フィリピン経済区庁(PEZA)は、財務省が包括的税制改革(CTRP)の第2弾の法案で、PEZAに進出している企業への優遇措置見直し策として、総所得(GIE)の5%を納税させる制度の廃止を提案していることについて、移行期間を設けることを条件に支持する方針だ。国営フィリピン通信(PNA)などが伝えた。

PEZAに進出している企業は現在、4~6年間の法人税免除措置(インカム・タックス・ホリデー=ITH)が適用されている。期間終了後は、GIEの5%を納税するという所得税減免策を受けることができる。

財務省が税制改革の第2弾で提案しているのは、GIE納税制度を廃止し、代わりに5年間は所得税率を15%に減免するというもの。企業がこれまでにGIEの5%を納めた期間に応じて、移行期間の長さを調整することも選択肢として検討している。

PEZAのプラザ長官は、移行期間の設置を条件に同案に同意できると話した。

PEZAの入居企業は輸出型企業と呼ばれ、原則的に「総売り上げの70%以上」を輸出に回さなければならない。この条件を満たさないと優遇措置を受けることはできない。

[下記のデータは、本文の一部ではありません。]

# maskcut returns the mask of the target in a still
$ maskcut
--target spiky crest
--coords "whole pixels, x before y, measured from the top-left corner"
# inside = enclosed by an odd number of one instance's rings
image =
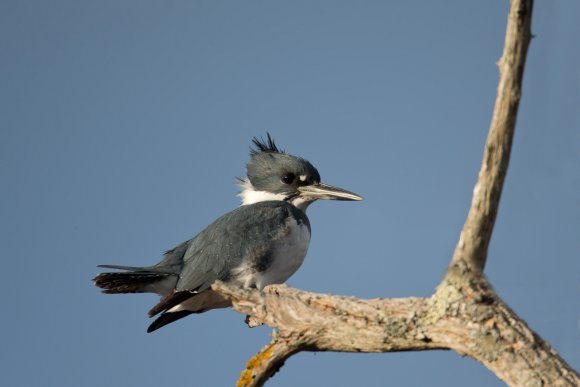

財務省は輸出企業の定義を「売り上げの90%以上」を輸出する企業に厳格化することを提案しているが、プラザ長官が「これでは投資を誘致できない。(PEZA)進出企業は国内の需要への対応も重視している」と述べ、反対の意向を表明した。さらに同長官は、財務省が税制優遇を付与するセクターを限定し、対象セクターを規定した戦略的投資優先計画(SIPP)の策定を提案していることにも難色を示し、PEZA独自の優遇措置実施が必要との考えを示した。